SELECT BadUseVarcharOne FROM OverFlowPages WHERE ID = 1

Listing 9

Table ‘OverFlowPages’. Scan count 0, logical reads 2, physical reads 0, read-ahead reads 0, lob logical reads 0, lob physical reads 0, lob read-ahead reads 0.

As shown above, the statistics and actual execution plan that were generated from the select statement are optimal.  The clustered index was used, as expected, and the query executed as well as it will.  However, this was due to the first row (ID of 1) being a previously inserted row that did not exceed 8060 bytes.  The inserts from listing 8 did exceed the row limit and the remaining 100 secondary tests that were performed.  Will they show the same results?  Listing 10 shows a select that is returning a row that has a row overflow page.  With our examples, the ID of 50 is selected as it was a known insert that exceeded 8060 bytes.

 

SELECT BadUseVarcharOne FROM OverFlowPages WHERE ID = 50

Listing 10

 

Table ‘OverFlowPages’. Scan count 0, logical reads 2, physical reads 0, read-ahead reads 0, lob logical reads 1, lob physical reads 0, lob read-ahead reads 0.
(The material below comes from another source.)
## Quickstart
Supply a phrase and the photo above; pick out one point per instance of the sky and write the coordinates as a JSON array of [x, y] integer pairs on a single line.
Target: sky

In the results from querying a row that does have a row overflow page, the execution plan is still an index seek, but the statistics show a slightly different result. There is now an introduction of a lob logical read in order to fulfill the request to bring in the row overflow page that is found by the pointer in the index page. The introduction of the lob logical read will affect performance in a negative way by increasing resource utilization. This would be more evident when a select statement required returning several rows, even when the index seek on the clustered index is performed, but multiple lob logical reads were needed. In this case the execution plan is performing the seek that is needed but bringing in more pages than required to fulfill the needs.

 

Reducing the IO for this situation is usually done before the situation arises with the database and table design process. In a lot of cases, normalization would have greatly affected the overall width of tables as well as knowing wider tables could cause overall performance problems. However, in many cases, the wide tables are a necessity and do exist. The problem still exists in tuning the select statement from listing 10. In this case, the plan is already in a graphical state that would be ideal. However, the statistics show the problem that exists with the lob logical reads. Given the query in listing 12, a covering index could also generate an execution plan that would be optimal. Run the code in listing 11 to create a covering index for the query in listing 10.

 

CREATE NONCLUSTERED INDEX IDX_COVERING_ASC ON OverFlowPages (ID) INCLUDE (BadUseVarcharOne)

Listing 11

__

SELECT BadUseVarcharOne FROM OverFlowPages WHERE ID = 50

Listing 12

__

Table ‘OverFlowPages’. Scan count 0, logical reads 2, physical reads 0, read-ahead reads 0, lob logical reads 0, lob physical reads 0, lob read-ahead reads 0.

 

The above execution plan shows the covering index now being used as well as the removal of the lob logical reads. In this case, the query was successfully tuned for a better execution plan. Further testing on overall execution time had an average of 320 milliseconds using the new covering index and an average of 400 milliseconds relying on the clustered index and lob logical reads thus, more pages into memory.

 

This was a specific situation and query given a fairly basic table.  In the case of selectivity and specifically querying on one ID as shown in listing 10, the optimizer will be more selective on the clustered index.  In this case an index hint may be more effective in order to force the use of the covering index or more appropriate nonclustered index as shown in listing 13.

 

SELECT BadUseVarcharOne FROM OverFlowPages WITH (INDEX=IDX_COVERING_ASC) WHERE ID = 50

Listing 14

 

Other variations may occur where this tuning effort is not effective, such as a return that would contain multiple columns that exceed the limits.  For example, if the covering index was only effective if the nonkey columns required BadUseVarcharOne and BadUserVarcharTwo, the use of the nonclustered index would still show a statistics IO with the lob logical reads.  This is an overhead that would be required.  Assuring the returned columns in this case or the joining columns in other queries would be something to look into for removing them or altering them.

Summary

Row Overflow Pages are a way for the engine to handle a table and columns being greater than the normal 8060 byte row limits when variable length data types are used. Tables are still required to abide by the 8000 limitations for a data type as well as a fixed length row exceeding 8060, but this feature with variable length data types is useful. Although row overflow pages can prevent certain table designs, good table design and normalization when a table changes often should not be forgone simply because the ability exists to exceed the 8060 byte row limit. When the situation does present itself, ensure steps are taken to check statistics IO on what the actual execution plan is generating when row overflow pages are introduced, to limit the reads that are occurring. Indexing is the single most effective method in altering performance in a positive and negative way in SQL Server databases. Ensuring covering indexes are created and index strategies that pull only the required data will propel even indexing to a level that should be sought after in all performance tuning practices. Be sure to expand all options and index structures in order to generate the most beneficial index possible. __